Avast Passwords vs. LastPass - Login Lockdown

Avast Passwords vs. LastPass

Katy Smith
February 18, 2021

Unfortunately, Avast Passwords is no longer available. Click here to see what we recommend instead.

Nowadays, it’s nearly impossible to escape having to make an account on a dozen different platforms for all the services you want to use.

Password protection, safety, and recovery are some of the main talking points of the past decade, and the trend is not going to die out soon. 

Users can struggle to remember passwords for all their accounts, and with advice to use different passwords often overlooked, security risks run rampant.

Password manager software is a useful tool to help save time, prevent stress, and protect your passwords. 

You might have already heard of LastPass since it’s one of the most popular choices on the market, but Avast Passwords has become one of the contenders since this antivirus seller is increasing its influence.

This article will compare the two and offer advice on which you should choose for personal and business use.

Avast Passwords vs. LastPass: At a Glance

Here are some of the most critical features of these password apps:

Avast Passwords

Avast Passwords was a password manager add-on that integrates with their other product lines, and is meant to be a multi-purpose, all-inclusive tool to protect your device from tampering. 

However, Avast has recently discontinued this product line, and has focused on delivering better results in PC protection. Some basic features of their password protection suite still exist, and existing Avast Passwords users can keep using the service.

Key Features:

  • AES 256 encryption
  • Integrated into Avast Antivirus
  • One-click password checking
  • Safe password storage
  • Usable on one device


  • No longer available

Avast no longer has a dedicated browser app, extension, or a standalone client to work with, making it only a sufficient password manager for existing users and PCs. With the rise of mobile use, you might need to turn to other methods of protecting your phone’s passwords (and remembering them in a pinch).


LastPass has quickly risen to the top as the most popular and trusted password manager. It has a bevy of features, including smart password checking, automated password changing, and even password generation to use for new sign-ups. 

Both Avast and LastPass make use of zero-knowledge storage, meaning that only you have access to the passwords via the master key (the password you used to sign up to the service).

Key Features:

  • AES 256 encryption
  • Cross-device compatibility
  • Unlimited device use
  • Browser extension and standalone app
  • Password sharing
  • Password generator and changing


  • Expansive free account
  • Personal use for $4 a month (annual subscription)
  • Business and enterprise integration starting at $4/month/user
lastpass plans and pricing

LastPass has a lot to offer in terms of additional features, but the most outstanding are sharing and generation. You can use those to collaborate with your team and automatically use strong passwords to prevent confidential information from leaking out.

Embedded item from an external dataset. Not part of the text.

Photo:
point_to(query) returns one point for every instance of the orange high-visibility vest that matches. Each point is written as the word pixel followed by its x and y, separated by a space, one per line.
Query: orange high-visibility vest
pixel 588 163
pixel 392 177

LastPass only slightly fails in the customer support section, as their team is slow to respond to inquiries and requests.

Which One Should You Use?

When it comes to security, both Avast and LastPass offer similar protective features, such as weak password detection and automated reports to help weed out risks. 

However, Avast is integrated with other services, which can pose a slight security risk when databases are rechecked for updates and suchlike.

LastPass is undoubtedly a superior choice for both personal and business users. It has more features, a better pricing range, and the free client can work with PCs, mobile devices, and browsers to allow seamless password sharing between apps and users.

An Easy Choice

Since Avast Passwords is a discontinued service, we have to give the win to LastPass, although it wasn’t much of a challenge. Since it has more options to use and doesn’t require an existing antivirus client to install, it’s better in most regards.